Le spectacle s'est joué dans la splendide cour du musée de Sousse. Il n'y avait pas foule et on ne se bousculait pas aux portillons non plus en dépit du prix modique de l'entrée. La troupe était à l'heure, le son était parfait, l'éclairage aussi. Derrière moi se tenaient deux mégères ménopausées qui ont confondu spectacle de Malouf et «woutia» (soirée de la mariée en Tunisie). Après le traditionnel salamalec les deux rombières ont embrayé sur une longue discussion ponctuée de temps à autre de rires étouffés. La troupe de Testour chantait l'amour et le vin alors que mes deux voisines jasaient et cancanaient. Lassé et à bout de nerfs, profitant d'un entre-wasla, je change de place pour enfin profiter du spectacle dans le silence religieux qu'imposerait la majesté de cet art musical suprême qu'est le Malouf.
En Tunisie, il y a un proverbe qui dit «Garde bien le mauvais le pire pourrait t'arriver», j'ai enfin compris le sens de ces mots. Je me suis installé derrière une mère de famille qui ne se déplace apparemment jamais sans sa fille. Par moment, la mioche se mettait à se déhancher sifflotant du Nancy Ajram ou courait entre les rangées de chaises vides les faisant tomber. Quand elle était gagnée par la fatigue, la fillette se mettait à geindre implorant sa mère et voulant rentrer.

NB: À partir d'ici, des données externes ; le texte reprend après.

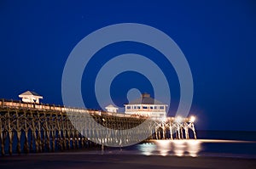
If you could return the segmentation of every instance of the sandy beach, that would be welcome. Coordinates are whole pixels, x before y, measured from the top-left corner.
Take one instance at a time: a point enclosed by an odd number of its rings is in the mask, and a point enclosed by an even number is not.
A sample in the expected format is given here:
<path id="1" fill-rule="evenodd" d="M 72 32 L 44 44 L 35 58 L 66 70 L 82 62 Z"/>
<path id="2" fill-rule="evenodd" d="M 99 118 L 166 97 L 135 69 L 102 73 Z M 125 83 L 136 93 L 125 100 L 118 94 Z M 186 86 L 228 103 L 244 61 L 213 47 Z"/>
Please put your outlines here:
<path id="1" fill-rule="evenodd" d="M 255 159 L 177 157 L 141 155 L 99 155 L 76 152 L 0 157 L 0 168 L 254 168 Z"/>

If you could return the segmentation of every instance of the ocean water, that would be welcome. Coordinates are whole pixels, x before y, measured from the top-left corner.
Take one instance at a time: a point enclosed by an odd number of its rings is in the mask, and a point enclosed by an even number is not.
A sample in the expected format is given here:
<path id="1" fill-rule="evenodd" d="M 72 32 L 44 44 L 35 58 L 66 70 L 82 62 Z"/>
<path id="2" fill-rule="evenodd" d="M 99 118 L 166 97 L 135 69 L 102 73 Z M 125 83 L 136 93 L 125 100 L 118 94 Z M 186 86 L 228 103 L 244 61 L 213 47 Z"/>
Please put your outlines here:
<path id="1" fill-rule="evenodd" d="M 77 153 L 256 159 L 256 132 L 197 131 L 197 138 L 196 140 L 151 140 L 129 147 L 105 147 L 104 150 L 101 148 L 93 150 L 83 149 Z M 13 145 L 15 154 L 15 140 Z M 5 151 L 8 152 L 8 147 Z"/>
<path id="2" fill-rule="evenodd" d="M 153 140 L 105 154 L 145 155 L 219 156 L 256 159 L 256 132 L 198 131 L 198 139 Z"/>

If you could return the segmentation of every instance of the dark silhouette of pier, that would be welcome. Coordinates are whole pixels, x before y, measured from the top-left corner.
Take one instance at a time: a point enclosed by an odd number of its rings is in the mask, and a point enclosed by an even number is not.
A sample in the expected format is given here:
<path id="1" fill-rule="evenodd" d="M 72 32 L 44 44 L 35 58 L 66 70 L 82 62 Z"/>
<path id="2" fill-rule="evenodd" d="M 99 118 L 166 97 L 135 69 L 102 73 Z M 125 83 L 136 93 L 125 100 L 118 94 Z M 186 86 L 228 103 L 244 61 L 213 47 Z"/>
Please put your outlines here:
<path id="1" fill-rule="evenodd" d="M 92 137 L 85 138 L 84 133 L 80 133 L 73 127 L 67 112 L 73 112 L 76 118 L 79 118 L 81 114 L 88 114 L 103 127 L 124 131 L 137 127 L 149 118 L 95 110 L 1 99 L 0 149 L 2 155 L 100 146 L 102 142 L 98 138 L 99 131 L 96 131 Z M 149 121 L 148 131 L 137 130 L 132 134 L 140 135 L 147 132 L 150 133 L 147 139 L 189 139 L 189 135 L 196 138 L 194 120 L 191 118 L 177 120 L 174 117 L 166 117 L 165 121 L 160 119 Z M 93 126 L 90 126 L 90 128 L 93 128 Z M 85 129 L 84 132 L 88 131 Z M 123 135 L 125 136 L 127 133 L 124 132 Z M 104 142 L 107 144 L 108 142 L 114 142 L 116 137 L 114 133 L 106 133 Z M 144 141 L 131 140 L 132 136 L 129 139 L 128 141 L 137 143 Z"/>

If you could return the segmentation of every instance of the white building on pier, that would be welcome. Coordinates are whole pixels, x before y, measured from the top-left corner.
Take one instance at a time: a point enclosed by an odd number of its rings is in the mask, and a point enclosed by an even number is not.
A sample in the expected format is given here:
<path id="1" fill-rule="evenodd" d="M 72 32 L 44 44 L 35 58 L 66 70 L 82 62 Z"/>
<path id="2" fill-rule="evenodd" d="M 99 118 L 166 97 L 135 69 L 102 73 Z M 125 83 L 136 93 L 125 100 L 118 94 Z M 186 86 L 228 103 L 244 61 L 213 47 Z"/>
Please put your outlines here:
<path id="1" fill-rule="evenodd" d="M 142 94 L 141 98 L 130 102 L 125 106 L 125 114 L 149 116 L 153 118 L 166 118 L 167 104 L 163 104 L 148 93 Z"/>
<path id="2" fill-rule="evenodd" d="M 22 102 L 25 103 L 39 104 L 39 99 L 42 99 L 43 96 L 40 96 L 35 92 L 26 91 L 20 94 L 19 98 L 21 98 Z"/>

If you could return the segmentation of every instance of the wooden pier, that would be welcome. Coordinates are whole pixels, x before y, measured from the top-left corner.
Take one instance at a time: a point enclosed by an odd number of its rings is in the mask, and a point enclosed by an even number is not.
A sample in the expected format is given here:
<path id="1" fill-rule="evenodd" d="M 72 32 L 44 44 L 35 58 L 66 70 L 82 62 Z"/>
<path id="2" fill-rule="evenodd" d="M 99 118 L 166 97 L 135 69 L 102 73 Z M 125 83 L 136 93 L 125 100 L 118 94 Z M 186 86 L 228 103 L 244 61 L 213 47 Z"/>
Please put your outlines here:
<path id="1" fill-rule="evenodd" d="M 84 137 L 84 133 L 79 133 L 73 126 L 67 112 L 73 112 L 73 115 L 90 114 L 97 123 L 115 130 L 133 128 L 148 120 L 148 117 L 145 116 L 1 99 L 1 155 L 99 146 L 99 131 L 90 138 Z M 150 121 L 148 130 L 151 135 L 148 139 L 189 139 L 189 131 L 192 131 L 190 135 L 193 138 L 196 138 L 194 121 L 189 118 L 177 121 L 177 118 L 167 117 L 165 121 L 150 119 Z M 93 128 L 93 126 L 90 128 Z M 140 135 L 142 132 L 145 131 L 140 130 L 133 134 Z M 124 132 L 123 134 L 127 133 Z M 111 134 L 111 138 L 106 133 L 105 142 L 115 141 L 115 137 L 114 133 Z M 142 141 L 143 140 L 133 140 L 137 143 Z"/>

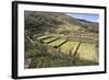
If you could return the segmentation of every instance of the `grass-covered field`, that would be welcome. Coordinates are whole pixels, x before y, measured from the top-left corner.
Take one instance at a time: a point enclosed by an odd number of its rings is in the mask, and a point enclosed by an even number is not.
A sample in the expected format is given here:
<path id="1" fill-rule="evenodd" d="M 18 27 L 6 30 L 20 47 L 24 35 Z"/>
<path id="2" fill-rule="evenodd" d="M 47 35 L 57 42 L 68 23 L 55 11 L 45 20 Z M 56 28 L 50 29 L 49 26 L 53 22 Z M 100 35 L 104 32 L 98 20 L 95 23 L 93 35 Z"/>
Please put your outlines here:
<path id="1" fill-rule="evenodd" d="M 65 39 L 58 39 L 58 41 L 55 41 L 55 42 L 52 42 L 52 43 L 50 43 L 50 44 L 48 44 L 48 45 L 50 45 L 50 46 L 58 46 L 58 45 L 60 45 L 61 43 L 63 43 Z"/>
<path id="2" fill-rule="evenodd" d="M 98 65 L 99 56 L 97 44 L 87 42 L 81 42 L 80 44 L 80 42 L 72 39 L 66 41 L 65 38 L 49 36 L 51 35 L 39 35 L 34 39 L 36 44 L 26 44 L 25 61 L 27 62 L 27 60 L 31 60 L 26 68 Z M 55 48 L 55 46 L 58 47 Z M 74 55 L 75 53 L 76 55 Z"/>
<path id="3" fill-rule="evenodd" d="M 57 39 L 57 38 L 58 38 L 58 37 L 50 37 L 50 38 L 44 39 L 43 42 L 44 42 L 44 43 L 48 43 L 48 42 L 53 41 L 53 39 Z"/>
<path id="4" fill-rule="evenodd" d="M 63 44 L 60 48 L 62 53 L 69 54 L 72 53 L 74 54 L 77 45 L 80 42 L 73 42 L 73 41 L 68 41 L 65 44 Z"/>
<path id="5" fill-rule="evenodd" d="M 77 54 L 83 59 L 94 60 L 98 61 L 98 53 L 97 53 L 96 44 L 89 44 L 89 43 L 82 43 Z"/>

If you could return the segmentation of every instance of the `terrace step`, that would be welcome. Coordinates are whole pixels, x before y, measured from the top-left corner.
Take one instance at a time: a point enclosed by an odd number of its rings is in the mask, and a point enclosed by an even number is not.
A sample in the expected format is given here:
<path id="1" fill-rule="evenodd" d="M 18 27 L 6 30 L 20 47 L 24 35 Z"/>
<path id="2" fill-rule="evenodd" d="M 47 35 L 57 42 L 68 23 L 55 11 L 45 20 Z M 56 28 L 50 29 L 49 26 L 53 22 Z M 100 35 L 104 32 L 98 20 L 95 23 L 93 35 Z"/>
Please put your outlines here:
<path id="1" fill-rule="evenodd" d="M 59 48 L 60 46 L 62 46 L 63 44 L 65 44 L 68 42 L 68 39 L 65 39 L 64 42 L 62 42 L 61 44 L 53 46 L 53 48 Z"/>
<path id="2" fill-rule="evenodd" d="M 46 44 L 50 44 L 50 43 L 56 42 L 56 41 L 58 41 L 58 39 L 59 39 L 59 37 L 56 38 L 56 39 L 49 41 L 49 42 L 47 42 Z"/>

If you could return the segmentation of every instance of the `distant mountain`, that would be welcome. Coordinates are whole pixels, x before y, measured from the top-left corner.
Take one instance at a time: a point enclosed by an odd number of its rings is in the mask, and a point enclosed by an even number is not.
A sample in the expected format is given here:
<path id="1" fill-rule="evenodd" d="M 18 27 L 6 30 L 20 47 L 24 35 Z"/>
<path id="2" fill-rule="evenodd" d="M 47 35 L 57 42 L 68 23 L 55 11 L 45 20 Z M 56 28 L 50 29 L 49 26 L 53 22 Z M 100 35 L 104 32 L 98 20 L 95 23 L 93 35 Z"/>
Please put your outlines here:
<path id="1" fill-rule="evenodd" d="M 71 18 L 65 13 L 25 11 L 25 31 L 37 33 L 95 33 L 98 34 L 97 22 Z"/>

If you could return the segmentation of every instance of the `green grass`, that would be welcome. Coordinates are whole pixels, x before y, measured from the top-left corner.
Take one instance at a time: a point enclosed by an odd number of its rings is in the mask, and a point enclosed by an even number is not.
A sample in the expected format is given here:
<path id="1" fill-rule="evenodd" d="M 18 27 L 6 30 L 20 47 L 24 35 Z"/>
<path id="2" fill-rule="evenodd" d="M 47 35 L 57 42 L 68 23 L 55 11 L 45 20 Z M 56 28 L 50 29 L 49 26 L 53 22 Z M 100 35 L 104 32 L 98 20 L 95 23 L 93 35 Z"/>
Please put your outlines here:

Quand je promenais mon regard dans l'audience clairsemée, je voyais des gens les yeux rivés sur leurs téléphones portables d'autres à moitié assoupis sans doute terrassés par la grande quantité de nourriture ingurgitée lors du repas de la rupture du jeûne.
J'ai tenu à finir le spectacle malgré tout mais quel gâchis, que des perles jetées à des pourceaux.
*Spectateur rigolard de la vie politique tunisienne.